Wieder einmal ist es ein x-beliebiger Samstagabend. Heute geht es noch zum Konzert, das bedeutet die alltäglichen Aufgaben des Samstags möglichst schnell erledigen, damit man sich abends in Ruhe fertig machen kann. Duschen, schminken und vielleicht einigermaßen hübsch anziehen, ganz nach Lust und Laune. Wenn das Ergebnis stimmt, geht es auf den Weg in die Stadt. Normalerweise.
Weil aber in diesem Jahr wirklich nichts normal ist, sitzt man am Samstagabend ungeschminkt in Jogginghose vor dem Laptop und freut sich auf die Illusion von Live-Musik und ein bisschen Realität.
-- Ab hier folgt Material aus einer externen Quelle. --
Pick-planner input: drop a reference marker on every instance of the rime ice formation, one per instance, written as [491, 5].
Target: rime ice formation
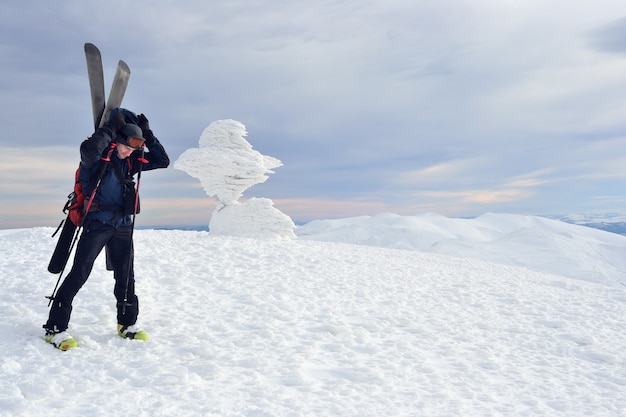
[226, 166]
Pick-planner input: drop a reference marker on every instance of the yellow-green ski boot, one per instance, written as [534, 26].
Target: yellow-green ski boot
[61, 340]
[131, 332]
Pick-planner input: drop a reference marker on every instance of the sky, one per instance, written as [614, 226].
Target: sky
[403, 106]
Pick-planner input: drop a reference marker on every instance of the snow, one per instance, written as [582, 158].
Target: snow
[226, 165]
[502, 315]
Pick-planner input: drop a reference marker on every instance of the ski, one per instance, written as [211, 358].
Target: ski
[118, 89]
[70, 232]
[96, 82]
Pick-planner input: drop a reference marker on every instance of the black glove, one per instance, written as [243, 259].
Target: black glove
[142, 122]
[116, 123]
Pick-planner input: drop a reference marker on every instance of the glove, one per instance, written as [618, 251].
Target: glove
[116, 123]
[142, 122]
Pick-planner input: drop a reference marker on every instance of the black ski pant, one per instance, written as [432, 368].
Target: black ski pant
[95, 236]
Dafür sind heute die Jungs von Mayday Parade zuständig, die sich auf das Medium Livestream, welches durch die Corona-Krise seine Renaissance feiert, stürzen. Weil durch die Pandemie auch die Nordamerikatour der Band aus Tallahassee, Florida ausfiel, entschloss sich das Quintett dazu ihr erfolgreiches, zweites Studioalbum „Anywhere But Here“ in voller Länge in einem Livestream zu präsentieren. Immerhin war es vor elf Jahren das erste Album der Band, das es in die Billboard-Charts geschafft hat.
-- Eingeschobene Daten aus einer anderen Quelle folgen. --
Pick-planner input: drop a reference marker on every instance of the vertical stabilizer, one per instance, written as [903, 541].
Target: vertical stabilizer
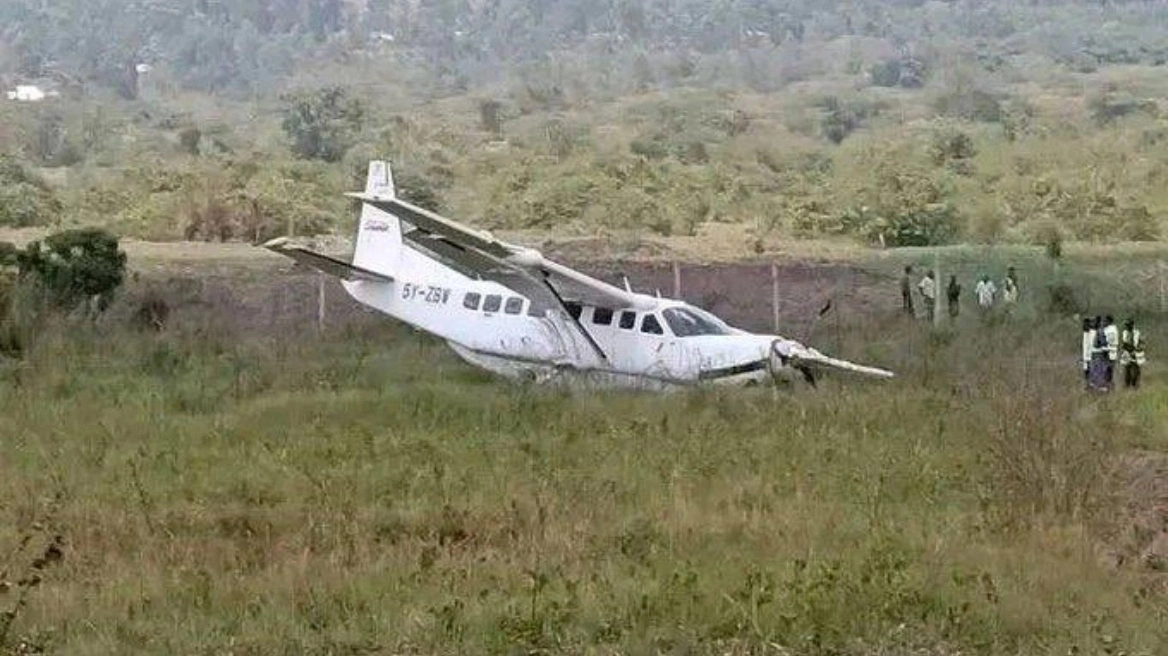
[379, 246]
Dahingehend wird es keine Überraschungen in der Setlist geben, weil sich die Gruppe an ihr Versprechen hält, und alle elf Songs des Albums ausspielt. Somit bleibt eigentlich nur die Aufmachung des Projektes spannend. Und man kann sagen, dass die technische Umsetzung gelungen ist. Bild- und Tonaufnahmen sind nicht verzerrt und werden klar und, mit kleinen Ausnahmen, zumeist flüssig übertragen. Immerhin ist es ein weiter Weg über den Atlantik, sodass ein paar Hackler im Buffering und sechs Stunden Zeitverschiebung verzeihlich sind. Jedoch sollte man nicht mehrere internetfähige Geräte zur gleichen Zeit nutzen, denn zumindest die Internetverbindung unserer Redakteurin schafft das nicht.
Die „Story“ ist ebenfalls gut durchdacht. Die Aufnahmen starten mit Einblicken in das Backstage-Geschehen vor dem Auftritt und man begleitet die Jungs quasi auf die Bühne. Dann gibt es alle Lieder unterbrochen von zwei kurzen Filmchen. Im ersten geht es um Zurückweisung, Herzschmerz und alle anderen Dinge, wieso man Mayday Parade gerne hört. Musikalisch war der allererste Song „Kids in love“ etwas schwierig und es wirkte so, als ob die Band erst einmal in die ungewohnte Umgebung ohne Publikum hereinfinden müsste. Schließlich ist es wirklich traurig mit anzusehen, wie Frontsänger Derek begeistert zu den imaginären Zuschauer*innnen ruft und die Antwort ausbleibt. Vor den Bildschirmen muss jede*r für sich die eigene Party sein. Die beginnt unserer Meinung nach übrigens mit „Save Your Heart“. Dieser Song schafft es wirklich über die digitale Entfernung ein Gefühl zu transportieren, dass einem ganz warm wird. Dieses Gefühl lässt einen die Musik aufdrehen und auch mit dem nächsten wieder powervolleren Song „Get Up“ mitfiebern. Die Nachbarn werden sich freuen, schließlich ist es mittlerweile halb eins in der Nacht, aber das ist für einen wundervolles Lied lang egal. Egal, was 2020 alles passiert ist und egal, was noch kommt. Wichtig war in diesem Moment, wie es sein sollte, nur die Musik. Und das haben Mayday Parade in ihrem einstündigen Live-Stream auf jeden Fall erfüllt.
Mein Fazit
Obgleich ein Livestream niemals ein richtiges Konzert mit echten Menschen ersetzen kann, macht es wirklich Spaß der Band zuzuschauen, und das Konzept mit den Filmchen und einem kurzen Interview am Ende kann überzeugen. Das Erlebnis gibt es übrigens für 12 Dollar zu genießen und man kann sich das ganze 48 Stunden danach noch einmal anschauen. Und das werden wir absolut gerne machen. Mayday Parade haben einen weiteren Samstag ohne ein kulturelles Nachtleben auf jeden Fall verbessert.